早速、彼の方を振り返り…まずは、瞼を塞いだままなのを確認。そうしてから、頬を動かし、牙の収まりに気を付けつつ、口を開いた。
「静馬は私を信頼して、従ってくれるのでしょう。なら私も、多少の事は目を瞑って…信頼して、貴方に預けるわよ。」
出来るだけ簡潔に、早口で…。そのため必要以上に押し付けがましくなってしまったが、止むを得まい。何しろ目下のところの問題は別に…そう問題は、目下のところにあるのだ。

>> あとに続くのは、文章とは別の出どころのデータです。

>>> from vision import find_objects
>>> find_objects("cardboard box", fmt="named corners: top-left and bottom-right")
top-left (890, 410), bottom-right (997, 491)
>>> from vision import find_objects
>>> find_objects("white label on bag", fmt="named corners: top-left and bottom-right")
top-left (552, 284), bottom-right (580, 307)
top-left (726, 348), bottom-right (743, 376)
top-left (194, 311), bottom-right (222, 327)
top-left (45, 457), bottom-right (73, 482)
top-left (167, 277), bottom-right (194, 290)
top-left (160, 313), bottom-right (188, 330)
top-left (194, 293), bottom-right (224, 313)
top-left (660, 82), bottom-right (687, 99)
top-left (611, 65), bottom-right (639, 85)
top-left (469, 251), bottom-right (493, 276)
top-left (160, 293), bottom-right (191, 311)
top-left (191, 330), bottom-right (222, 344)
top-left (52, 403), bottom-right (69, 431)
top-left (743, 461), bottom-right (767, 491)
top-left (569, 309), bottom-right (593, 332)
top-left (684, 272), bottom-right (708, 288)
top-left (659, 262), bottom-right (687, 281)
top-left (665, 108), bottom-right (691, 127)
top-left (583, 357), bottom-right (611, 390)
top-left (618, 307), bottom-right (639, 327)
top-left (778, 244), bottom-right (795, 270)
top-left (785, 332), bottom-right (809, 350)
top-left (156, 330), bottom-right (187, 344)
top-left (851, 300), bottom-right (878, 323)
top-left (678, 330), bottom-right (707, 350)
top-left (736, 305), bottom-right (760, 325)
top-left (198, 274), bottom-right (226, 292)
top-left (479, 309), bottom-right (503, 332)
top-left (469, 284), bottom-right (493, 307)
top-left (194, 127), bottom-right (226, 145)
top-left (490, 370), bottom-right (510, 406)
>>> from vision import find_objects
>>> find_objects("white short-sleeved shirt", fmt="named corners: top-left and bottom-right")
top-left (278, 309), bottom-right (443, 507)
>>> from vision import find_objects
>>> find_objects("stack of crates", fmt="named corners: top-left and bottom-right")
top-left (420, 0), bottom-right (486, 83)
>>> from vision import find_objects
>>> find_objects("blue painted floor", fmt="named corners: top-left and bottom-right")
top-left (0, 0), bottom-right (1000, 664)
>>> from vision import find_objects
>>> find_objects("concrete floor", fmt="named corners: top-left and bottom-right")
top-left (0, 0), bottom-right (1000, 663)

彼から顔を背けながら月紫は、ニッと満面の笑みを作る。そしてすぐに、無表情。見られていない内とばかり、表情筋の硬直具合を確かめているのだろう。そして、本番はこころから…。
目尻に皺が寄っていては一大事。目を見開いたり、閉じたり、声に出さず『あ、い、う、え、お』と口を動かしたり、念を入れて面の皮を解す。…その耳元で…パチリッ。涙混じりの瞼で瞬きする音が響いた。
月紫は慌てて口を閉じ…かけて、どうやら、ギリギリのところで理性が働いたらしい。今度は、やんわりと唇を結んで、
「…見た。」
「いいや。見えていたら報告するって。」
彼女の問いかけに、痛みを忘れたかの如く素知らぬ顔で答える、静馬。こいつは…盗み見ていやがったな。
奥歯を噛み締めたい。彼の手を握り潰したい。そんな衝動を必死で押し殺し、月紫が小さく咳払い。愛らしい唇を慎ましやかに動かし、呟く。